Serine/threonine protein phosphatase 5 (PP5) participates in the regulation of glucocorticoid receptor nucleocytoplasmic shuttling

Abstract

Background: In most cells glucocorticoid receptors (GR) reside predominantly in the cytoplasm. Upon hormone binding, the GR translocates into the nucleus, where the hormone-activated GR-complex regulates the transcription of GR-responsive genes. Serine/threonine protein phosphatase type 5 (PP5) associates with the GR-heat-shock protein-90 complex, and the suppression of PP5 expression with ISIS 15534 stimulates the activity of GR-responsive reporter plasmids, without affecting the binding of hormone to the GR.

Results: To further characterize the mechanism by which PP5 affects GR-induced gene expression, we employed immunofluorescence microscopy to track the movement of a GR-green fluorescent fusion protein (GR-GFP) that retained hormone binding, nuclear translocation activity and specific DNA binding activity, but is incapable of transactivation. In the absence of glucocorticoids, GR-GFP localized mainly in the cytoplasm. Treatment with dexamethasone results in the efficient translocation of GR-GFPs into the nucleus. The nuclear accumulation of GR-GFP, without the addition of glucocorticoids, was also observed when the expression of PP5 was suppressed by treatment with ISIS 15534. In contrast, ISIS 15534 treatment had no apparent effect on calcium induced nuclear translocation of NFAT-GFP.
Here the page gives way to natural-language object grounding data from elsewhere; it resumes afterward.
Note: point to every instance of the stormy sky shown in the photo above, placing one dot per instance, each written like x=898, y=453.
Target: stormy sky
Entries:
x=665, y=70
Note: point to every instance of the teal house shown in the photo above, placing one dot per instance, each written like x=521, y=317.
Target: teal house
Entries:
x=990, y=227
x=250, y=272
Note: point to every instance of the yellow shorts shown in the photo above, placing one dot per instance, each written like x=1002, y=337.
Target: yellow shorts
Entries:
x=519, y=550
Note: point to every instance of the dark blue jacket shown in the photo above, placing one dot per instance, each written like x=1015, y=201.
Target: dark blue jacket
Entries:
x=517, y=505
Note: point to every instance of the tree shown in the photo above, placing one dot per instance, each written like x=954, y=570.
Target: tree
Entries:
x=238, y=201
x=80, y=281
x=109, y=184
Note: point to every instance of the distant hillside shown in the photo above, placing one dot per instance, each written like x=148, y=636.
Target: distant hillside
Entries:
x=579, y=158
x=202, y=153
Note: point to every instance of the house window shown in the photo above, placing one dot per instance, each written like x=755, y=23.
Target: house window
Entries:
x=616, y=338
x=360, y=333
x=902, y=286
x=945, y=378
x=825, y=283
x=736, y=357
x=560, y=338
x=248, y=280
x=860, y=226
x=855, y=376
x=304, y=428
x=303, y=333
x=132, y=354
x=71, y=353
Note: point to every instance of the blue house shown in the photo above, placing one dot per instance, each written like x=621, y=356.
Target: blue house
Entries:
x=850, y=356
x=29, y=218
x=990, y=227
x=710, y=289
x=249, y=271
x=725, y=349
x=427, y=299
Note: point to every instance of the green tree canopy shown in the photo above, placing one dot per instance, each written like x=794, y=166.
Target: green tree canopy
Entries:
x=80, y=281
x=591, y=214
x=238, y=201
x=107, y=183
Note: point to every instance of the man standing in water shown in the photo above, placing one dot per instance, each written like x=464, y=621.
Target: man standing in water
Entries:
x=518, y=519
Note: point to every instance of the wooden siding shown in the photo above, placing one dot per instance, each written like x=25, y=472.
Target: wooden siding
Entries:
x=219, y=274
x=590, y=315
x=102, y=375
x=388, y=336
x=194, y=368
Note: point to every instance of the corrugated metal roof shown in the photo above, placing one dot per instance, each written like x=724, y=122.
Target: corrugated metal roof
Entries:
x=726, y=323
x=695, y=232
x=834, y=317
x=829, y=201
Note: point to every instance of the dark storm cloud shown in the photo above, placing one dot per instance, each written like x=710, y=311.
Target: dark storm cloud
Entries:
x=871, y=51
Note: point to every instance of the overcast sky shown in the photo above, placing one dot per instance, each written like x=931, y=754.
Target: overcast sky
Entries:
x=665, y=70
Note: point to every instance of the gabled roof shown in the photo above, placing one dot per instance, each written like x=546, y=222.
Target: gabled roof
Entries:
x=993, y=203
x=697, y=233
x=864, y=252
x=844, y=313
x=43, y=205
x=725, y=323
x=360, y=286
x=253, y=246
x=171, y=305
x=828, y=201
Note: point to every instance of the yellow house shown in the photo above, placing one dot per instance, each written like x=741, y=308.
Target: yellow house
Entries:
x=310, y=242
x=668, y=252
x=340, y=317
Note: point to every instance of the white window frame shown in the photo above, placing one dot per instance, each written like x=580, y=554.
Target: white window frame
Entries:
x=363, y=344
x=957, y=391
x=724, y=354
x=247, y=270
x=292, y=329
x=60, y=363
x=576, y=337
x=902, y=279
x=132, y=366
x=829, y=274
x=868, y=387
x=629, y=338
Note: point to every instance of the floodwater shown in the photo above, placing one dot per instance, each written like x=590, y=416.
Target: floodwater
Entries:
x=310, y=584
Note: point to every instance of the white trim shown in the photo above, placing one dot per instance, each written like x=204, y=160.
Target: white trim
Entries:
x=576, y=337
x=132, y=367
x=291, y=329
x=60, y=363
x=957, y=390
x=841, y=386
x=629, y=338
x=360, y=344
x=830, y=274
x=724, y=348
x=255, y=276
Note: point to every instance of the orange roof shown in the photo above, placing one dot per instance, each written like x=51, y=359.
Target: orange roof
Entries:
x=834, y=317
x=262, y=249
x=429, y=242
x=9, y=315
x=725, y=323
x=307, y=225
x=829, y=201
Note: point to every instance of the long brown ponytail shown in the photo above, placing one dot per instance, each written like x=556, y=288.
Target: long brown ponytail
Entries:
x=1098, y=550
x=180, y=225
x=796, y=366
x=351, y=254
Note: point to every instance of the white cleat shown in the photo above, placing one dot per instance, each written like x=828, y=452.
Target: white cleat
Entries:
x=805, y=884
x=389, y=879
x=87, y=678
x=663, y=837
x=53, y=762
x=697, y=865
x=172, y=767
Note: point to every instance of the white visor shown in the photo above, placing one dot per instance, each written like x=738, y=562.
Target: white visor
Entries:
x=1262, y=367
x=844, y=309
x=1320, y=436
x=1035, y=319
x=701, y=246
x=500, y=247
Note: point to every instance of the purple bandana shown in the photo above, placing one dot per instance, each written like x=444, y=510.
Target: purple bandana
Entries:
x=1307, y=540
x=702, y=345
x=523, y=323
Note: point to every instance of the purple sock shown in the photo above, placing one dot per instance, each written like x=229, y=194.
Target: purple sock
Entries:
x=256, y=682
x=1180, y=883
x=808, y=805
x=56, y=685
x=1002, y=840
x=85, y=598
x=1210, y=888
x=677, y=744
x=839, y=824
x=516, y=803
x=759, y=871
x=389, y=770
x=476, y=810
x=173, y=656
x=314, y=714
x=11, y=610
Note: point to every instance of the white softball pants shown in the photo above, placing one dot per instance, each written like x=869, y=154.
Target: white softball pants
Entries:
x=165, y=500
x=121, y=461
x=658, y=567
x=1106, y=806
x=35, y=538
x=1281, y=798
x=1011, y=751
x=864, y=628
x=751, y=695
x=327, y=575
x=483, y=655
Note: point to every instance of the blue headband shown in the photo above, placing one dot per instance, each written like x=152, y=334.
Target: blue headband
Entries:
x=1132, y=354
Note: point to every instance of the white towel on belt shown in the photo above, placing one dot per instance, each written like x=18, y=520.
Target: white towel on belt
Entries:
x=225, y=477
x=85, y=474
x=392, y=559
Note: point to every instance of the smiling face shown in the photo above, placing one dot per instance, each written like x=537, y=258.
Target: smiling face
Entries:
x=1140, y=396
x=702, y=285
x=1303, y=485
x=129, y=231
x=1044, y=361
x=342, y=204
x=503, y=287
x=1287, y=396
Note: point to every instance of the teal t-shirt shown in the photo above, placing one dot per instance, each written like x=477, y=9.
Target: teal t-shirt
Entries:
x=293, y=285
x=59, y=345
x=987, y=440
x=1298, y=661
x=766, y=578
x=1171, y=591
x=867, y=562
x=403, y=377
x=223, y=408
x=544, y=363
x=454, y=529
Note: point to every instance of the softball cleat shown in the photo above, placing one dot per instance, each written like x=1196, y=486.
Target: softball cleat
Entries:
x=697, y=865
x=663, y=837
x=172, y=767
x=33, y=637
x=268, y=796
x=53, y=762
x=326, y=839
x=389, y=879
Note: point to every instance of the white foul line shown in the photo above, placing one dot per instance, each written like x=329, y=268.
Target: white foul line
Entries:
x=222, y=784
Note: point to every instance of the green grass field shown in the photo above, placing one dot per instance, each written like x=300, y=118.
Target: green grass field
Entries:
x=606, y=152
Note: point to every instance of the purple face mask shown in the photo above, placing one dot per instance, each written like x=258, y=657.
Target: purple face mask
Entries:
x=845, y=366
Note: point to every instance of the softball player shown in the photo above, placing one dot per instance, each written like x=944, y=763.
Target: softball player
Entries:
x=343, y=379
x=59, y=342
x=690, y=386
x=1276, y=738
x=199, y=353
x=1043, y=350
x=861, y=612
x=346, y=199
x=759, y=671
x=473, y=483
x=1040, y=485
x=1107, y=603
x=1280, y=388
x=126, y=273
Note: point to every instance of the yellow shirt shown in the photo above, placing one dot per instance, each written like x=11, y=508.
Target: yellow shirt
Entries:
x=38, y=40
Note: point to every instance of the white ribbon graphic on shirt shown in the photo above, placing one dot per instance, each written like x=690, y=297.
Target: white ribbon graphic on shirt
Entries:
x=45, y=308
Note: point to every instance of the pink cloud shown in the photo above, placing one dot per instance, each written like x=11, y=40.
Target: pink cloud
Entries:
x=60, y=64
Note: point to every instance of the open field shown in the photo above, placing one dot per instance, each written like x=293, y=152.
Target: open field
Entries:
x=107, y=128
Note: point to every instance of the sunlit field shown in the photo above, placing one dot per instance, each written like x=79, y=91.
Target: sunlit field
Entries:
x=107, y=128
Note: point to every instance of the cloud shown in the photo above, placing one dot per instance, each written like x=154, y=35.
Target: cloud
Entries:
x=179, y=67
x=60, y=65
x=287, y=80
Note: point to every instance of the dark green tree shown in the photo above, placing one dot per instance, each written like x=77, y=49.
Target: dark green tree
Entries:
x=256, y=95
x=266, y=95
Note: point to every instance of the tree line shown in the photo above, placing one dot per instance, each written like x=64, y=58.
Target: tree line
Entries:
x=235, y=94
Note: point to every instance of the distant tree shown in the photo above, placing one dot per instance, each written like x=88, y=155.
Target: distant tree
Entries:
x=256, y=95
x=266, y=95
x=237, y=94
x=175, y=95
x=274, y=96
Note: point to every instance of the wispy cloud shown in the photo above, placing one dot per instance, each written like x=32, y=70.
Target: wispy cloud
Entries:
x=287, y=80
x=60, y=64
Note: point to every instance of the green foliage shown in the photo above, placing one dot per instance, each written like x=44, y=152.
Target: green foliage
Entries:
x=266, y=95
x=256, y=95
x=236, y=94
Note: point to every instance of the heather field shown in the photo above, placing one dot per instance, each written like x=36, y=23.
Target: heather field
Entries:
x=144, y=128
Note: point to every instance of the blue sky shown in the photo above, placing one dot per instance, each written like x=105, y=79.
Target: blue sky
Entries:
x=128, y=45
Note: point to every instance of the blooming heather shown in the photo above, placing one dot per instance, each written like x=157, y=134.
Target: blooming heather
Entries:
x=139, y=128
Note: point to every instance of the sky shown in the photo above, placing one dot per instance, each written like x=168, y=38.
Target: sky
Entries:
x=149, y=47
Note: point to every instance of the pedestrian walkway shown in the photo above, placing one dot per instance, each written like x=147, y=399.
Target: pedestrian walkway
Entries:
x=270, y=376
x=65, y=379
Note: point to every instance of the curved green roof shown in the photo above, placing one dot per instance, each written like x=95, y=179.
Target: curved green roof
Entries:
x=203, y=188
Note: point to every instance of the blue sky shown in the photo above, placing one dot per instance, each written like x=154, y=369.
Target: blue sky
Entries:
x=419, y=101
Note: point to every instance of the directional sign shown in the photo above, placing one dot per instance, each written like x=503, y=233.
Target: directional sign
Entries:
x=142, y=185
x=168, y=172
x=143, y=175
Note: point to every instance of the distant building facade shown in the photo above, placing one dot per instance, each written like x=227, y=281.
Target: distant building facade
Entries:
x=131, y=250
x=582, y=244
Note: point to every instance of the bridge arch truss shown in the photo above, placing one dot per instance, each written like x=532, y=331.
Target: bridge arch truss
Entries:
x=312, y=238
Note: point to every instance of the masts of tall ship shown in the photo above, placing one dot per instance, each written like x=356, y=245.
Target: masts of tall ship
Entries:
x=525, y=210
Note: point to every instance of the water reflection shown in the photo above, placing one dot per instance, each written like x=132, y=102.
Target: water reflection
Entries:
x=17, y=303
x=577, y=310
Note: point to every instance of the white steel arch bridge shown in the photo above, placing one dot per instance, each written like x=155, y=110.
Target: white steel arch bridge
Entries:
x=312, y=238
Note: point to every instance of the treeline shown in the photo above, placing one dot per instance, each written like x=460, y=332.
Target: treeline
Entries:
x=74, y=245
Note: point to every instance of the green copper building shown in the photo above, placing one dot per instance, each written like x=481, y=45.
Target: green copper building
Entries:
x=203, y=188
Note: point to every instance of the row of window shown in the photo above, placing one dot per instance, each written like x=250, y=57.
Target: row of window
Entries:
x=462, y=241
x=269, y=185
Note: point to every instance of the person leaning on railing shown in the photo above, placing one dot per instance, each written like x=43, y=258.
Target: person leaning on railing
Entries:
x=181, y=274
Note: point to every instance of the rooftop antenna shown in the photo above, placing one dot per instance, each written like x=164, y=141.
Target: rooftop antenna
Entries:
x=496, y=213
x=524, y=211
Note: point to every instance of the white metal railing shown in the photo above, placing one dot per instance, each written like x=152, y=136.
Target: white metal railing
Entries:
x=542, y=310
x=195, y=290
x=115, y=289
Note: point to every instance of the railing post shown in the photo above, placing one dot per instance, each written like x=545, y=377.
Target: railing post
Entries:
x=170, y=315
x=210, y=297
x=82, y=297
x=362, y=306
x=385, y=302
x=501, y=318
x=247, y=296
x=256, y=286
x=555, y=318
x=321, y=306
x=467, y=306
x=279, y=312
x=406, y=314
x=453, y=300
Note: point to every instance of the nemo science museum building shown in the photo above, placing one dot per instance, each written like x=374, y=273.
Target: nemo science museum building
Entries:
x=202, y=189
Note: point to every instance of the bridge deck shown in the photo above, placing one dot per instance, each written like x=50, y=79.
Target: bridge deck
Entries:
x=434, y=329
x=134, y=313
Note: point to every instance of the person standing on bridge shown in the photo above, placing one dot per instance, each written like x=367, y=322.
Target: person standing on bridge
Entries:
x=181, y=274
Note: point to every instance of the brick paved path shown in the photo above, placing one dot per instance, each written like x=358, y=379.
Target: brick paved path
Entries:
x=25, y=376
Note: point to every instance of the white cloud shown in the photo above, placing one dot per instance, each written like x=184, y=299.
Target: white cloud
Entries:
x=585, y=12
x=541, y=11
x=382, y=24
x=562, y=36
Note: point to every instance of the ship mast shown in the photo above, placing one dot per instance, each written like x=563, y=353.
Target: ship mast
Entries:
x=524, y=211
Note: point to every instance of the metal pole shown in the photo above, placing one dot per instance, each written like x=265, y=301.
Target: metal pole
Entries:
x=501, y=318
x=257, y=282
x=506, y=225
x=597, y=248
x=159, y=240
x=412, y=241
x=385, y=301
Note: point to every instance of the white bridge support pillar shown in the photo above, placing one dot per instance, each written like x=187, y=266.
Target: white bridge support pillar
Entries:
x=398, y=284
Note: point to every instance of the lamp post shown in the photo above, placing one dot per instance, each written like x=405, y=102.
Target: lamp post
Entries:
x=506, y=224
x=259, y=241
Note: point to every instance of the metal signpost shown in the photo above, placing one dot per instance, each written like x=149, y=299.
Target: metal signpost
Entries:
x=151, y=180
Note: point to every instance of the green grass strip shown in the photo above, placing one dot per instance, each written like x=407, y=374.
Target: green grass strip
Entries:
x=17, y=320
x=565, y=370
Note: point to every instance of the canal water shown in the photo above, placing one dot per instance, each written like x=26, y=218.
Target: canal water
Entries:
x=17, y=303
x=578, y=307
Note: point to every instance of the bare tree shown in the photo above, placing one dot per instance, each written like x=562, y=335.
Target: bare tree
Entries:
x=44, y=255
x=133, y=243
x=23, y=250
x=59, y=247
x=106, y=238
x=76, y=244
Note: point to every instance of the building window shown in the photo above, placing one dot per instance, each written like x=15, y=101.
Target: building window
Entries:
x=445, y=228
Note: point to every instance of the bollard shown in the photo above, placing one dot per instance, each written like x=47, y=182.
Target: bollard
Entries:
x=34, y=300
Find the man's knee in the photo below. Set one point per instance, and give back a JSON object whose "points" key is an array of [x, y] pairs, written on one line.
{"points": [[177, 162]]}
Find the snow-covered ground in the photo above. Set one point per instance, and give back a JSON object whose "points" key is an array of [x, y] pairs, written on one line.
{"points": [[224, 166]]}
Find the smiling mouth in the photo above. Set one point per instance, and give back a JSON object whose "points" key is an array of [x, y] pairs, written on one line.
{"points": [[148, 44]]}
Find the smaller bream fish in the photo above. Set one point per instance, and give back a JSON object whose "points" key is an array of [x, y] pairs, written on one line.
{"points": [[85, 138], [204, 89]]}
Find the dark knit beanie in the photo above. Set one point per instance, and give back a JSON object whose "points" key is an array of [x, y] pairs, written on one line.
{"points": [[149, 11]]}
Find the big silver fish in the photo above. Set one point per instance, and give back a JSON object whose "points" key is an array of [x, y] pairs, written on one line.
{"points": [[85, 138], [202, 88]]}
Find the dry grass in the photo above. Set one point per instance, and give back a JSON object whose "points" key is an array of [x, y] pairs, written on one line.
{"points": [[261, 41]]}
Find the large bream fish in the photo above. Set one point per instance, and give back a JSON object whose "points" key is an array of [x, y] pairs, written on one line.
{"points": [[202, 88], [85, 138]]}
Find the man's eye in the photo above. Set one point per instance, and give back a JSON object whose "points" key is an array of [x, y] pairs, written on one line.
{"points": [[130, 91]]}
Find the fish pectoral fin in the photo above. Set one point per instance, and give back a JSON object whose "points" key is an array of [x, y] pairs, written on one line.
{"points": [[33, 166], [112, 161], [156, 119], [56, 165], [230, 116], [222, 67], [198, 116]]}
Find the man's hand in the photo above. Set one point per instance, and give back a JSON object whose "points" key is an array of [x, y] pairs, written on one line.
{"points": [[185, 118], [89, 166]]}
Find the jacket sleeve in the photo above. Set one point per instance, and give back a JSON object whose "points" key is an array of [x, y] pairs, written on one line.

Conclusion: These studies suggest that PP5 participates in the regulation of glucocorticoid receptor nucleocytoplasmic shuttling, and that the GR-induced transcriptional activity observed when the expression of PP5 is suppressed by treatment with ISIS 15534 results from the nuclear accumulation of GR in a form that is capable of binding DNA yet still requires agonist to elicit maximal transcriptional activation.

Figure 1

Inhibition of PP5 by okadaic acid. The purified catalytic subunit of PP5 was assayed, using [³²P]labeled phosphohistone as a substrate as described in Materials and Methods. The data is expressed as % of controls, with control activity being 4.2 ± 0.25 μmole/min/mg protein. Okadaic acid was mixed with the enzymes for 10 min at 23°C prior to the initiation of the reaction with the addition of substrate. Inhibition assays contained ~ 200 pM PP5. The data represent the mean SD (n = 4).

Figure 2

Effects of ISIS 15534 and dexamethasone on the subcellular distribution of GR-GFP.A. Representative subcellular distribution of GR-GFP. A549 cells were grown and treated with ISIS 15521 (a mismatched control antisense oligonucleotide for ISIS 1535), ISIS 15534 (antisense targeting PP5), dexamethasone (500 nM), ISIS 15534 and 500 nM dexamethasone, or vehicle alone (control) as described in Material and Methods. Eighteen hours later, GR-GFP expressing plasmids were microinjected into the nuclei of cells, incubated for 6 hours in serum-containing medium, and then serum-starved for an additional 18 hours. Between 150 and 200 cells were injected for each condition. The cells were either left untreated (control, ISIS 15521, ISIS 15534) or incubated with 500 nM dexamethasone (dexamethasone, ISIS + dexamethasone) for 30 minutes, prior to fixing and observation by fluorescence microscopy. Representative cells from 4 independent experiments are shown. B. Percentage of cells displaying nuclear GR-GFP. Cells from 4 independent experiments were scored for their intracellular distribution of GR-GFP and the mean percentage of cells having greater fluorescence in their nuclei than cytoplasm are shown (± SD). ^*p ≤ 0.0001 by ANOVA vs untreated or mismatch-treated cells.

Figure 3

Nucleo-cytoplasmic shuttling of GFP-NFAT.A) GFP-NFAT expressing HeLa cells were grown on glass coverslips and either left untreated (control) or treated with ISIS 15534 or the mismatched control (ISIS 15521) as described in Materials and Methods. Twenty-four hours after oligonucleotide treatment, the cells were either directly fixed with paraformaldehyde (No ionomycin), or ionomycin was added to 1 μM for 30 minutes. After treatment with ionomycin, the cells were either fixed (+ ionomycin) or rinsed in PBS and grown for an additional 6 hours in medium in the absence of drug (washout) before fixing. Representative fields of cells were viewed by fluorescence microscopy and photographed. B). Northern analysis of HeLa cells following treatment with 500 nM ISIS 15534, 500 nM ISIS 155521 or lipofectin alone (control), probing for PP5 and GAPDH confirms that the antisense oligonucleotides are also effective HeLa cells.